There appears to be a positive association between PD and CVD, with inflammation playing a critical role as the mediator. While most of the previous studies have assessed major outcomes such as MI, heart failure, stroke, or CV-related mortality, only a few studies have focused on subclinical surrogate markers of CVD. Future studies should utilize new imaging techniques, such as positron emission tomography, nuclear magnetic resonance, echocardiography, and coronary computed tomography to detect subclinical atherosclerosis and evaluate how it may relate to PD.

Given periodontitis is a chronic condition, a long-term approach, rather than a single treatment, would likely be needed to achieve sustained improvement in periodontal health.

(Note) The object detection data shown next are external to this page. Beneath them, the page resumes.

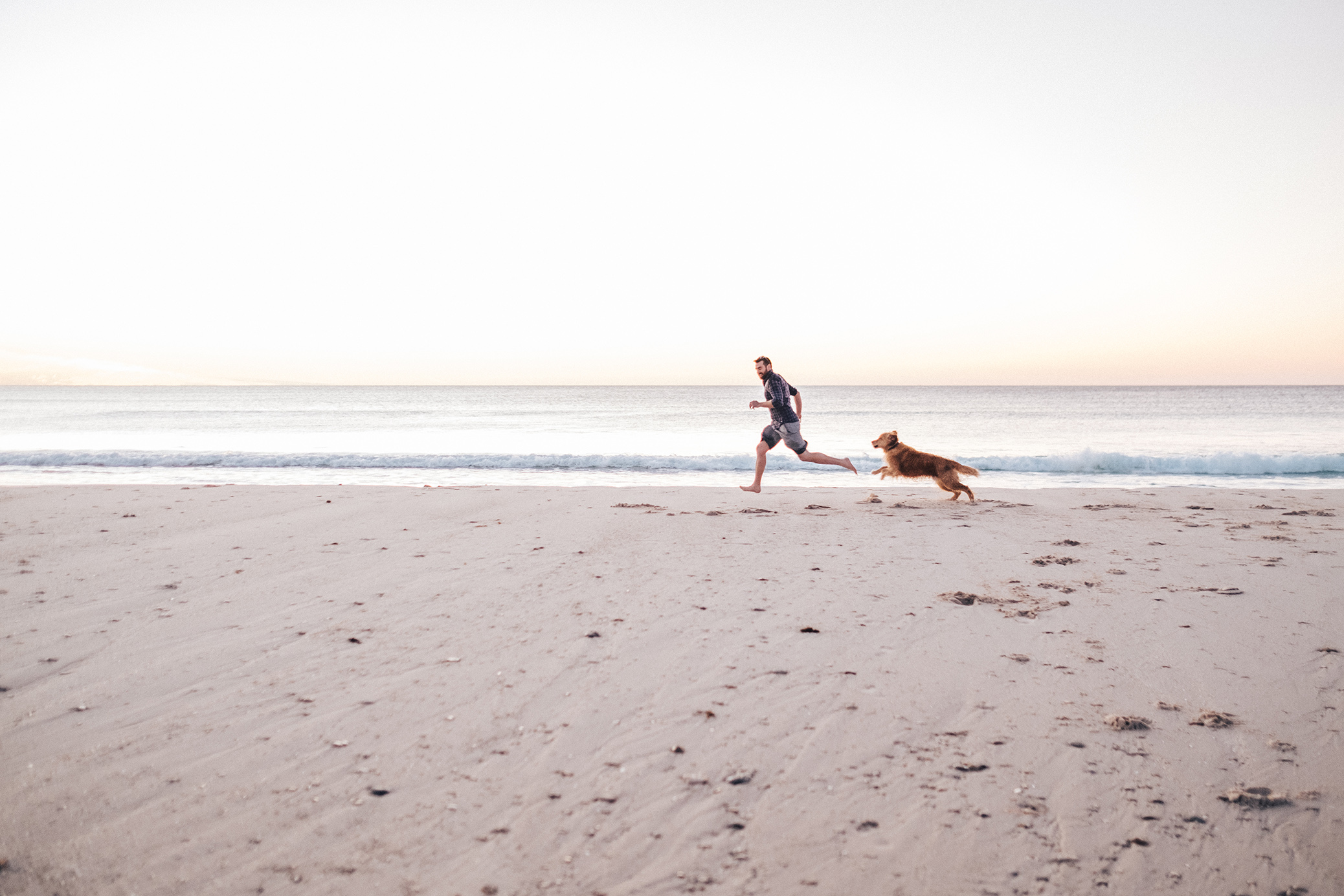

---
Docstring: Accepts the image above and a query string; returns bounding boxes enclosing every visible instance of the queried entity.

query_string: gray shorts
[761,420,808,454]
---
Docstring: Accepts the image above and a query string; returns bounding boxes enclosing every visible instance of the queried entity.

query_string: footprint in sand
[1188,710,1237,728]
[1218,787,1293,809]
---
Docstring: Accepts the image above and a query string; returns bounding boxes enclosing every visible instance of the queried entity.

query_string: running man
[738,355,859,491]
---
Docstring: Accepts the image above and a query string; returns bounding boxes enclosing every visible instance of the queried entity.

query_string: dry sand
[0,484,1344,896]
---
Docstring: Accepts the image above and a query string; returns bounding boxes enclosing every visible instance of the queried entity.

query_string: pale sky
[0,0,1344,384]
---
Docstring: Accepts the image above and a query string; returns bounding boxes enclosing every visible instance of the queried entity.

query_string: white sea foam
[0,450,1344,476]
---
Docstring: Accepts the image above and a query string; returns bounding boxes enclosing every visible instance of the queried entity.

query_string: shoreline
[0,486,1344,896]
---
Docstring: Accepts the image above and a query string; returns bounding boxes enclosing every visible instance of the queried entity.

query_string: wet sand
[0,482,1344,896]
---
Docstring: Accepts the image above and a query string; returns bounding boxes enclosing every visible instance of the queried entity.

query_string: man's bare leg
[738,440,770,493]
[795,451,859,475]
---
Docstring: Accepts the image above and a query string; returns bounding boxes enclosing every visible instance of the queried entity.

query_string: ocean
[0,383,1344,489]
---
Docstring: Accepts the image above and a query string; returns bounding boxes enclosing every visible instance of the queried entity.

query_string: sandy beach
[0,482,1344,896]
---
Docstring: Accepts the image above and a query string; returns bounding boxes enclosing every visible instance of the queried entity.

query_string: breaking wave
[0,450,1344,476]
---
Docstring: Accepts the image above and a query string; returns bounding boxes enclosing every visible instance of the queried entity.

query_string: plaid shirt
[763,371,798,423]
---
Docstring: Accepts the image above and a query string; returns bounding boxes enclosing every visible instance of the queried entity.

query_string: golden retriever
[872,430,980,501]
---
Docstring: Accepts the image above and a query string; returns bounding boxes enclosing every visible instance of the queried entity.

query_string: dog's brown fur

Whether treatment of periodontal disease reduces cardiovascular disease and events has yet not been established. Randomized clinical trials involving standardized periodontal disease definitions and standardized periodontal interventions are required to demonstrate that PD treatment is beneficial to CVD risk reduction. In particular, future studies could benefit from expanding on how decreases in markers of systemic inflammation and endothelial function from periodontal therapy affect CV event and risk. With increasing investigation of the role of periodontal disease in CVD, periodontal disease may potentially become a CVD risk factor. However, more studies are required to explore the causative aspects of PD and the cardiovascular benefits of periodontal therapy.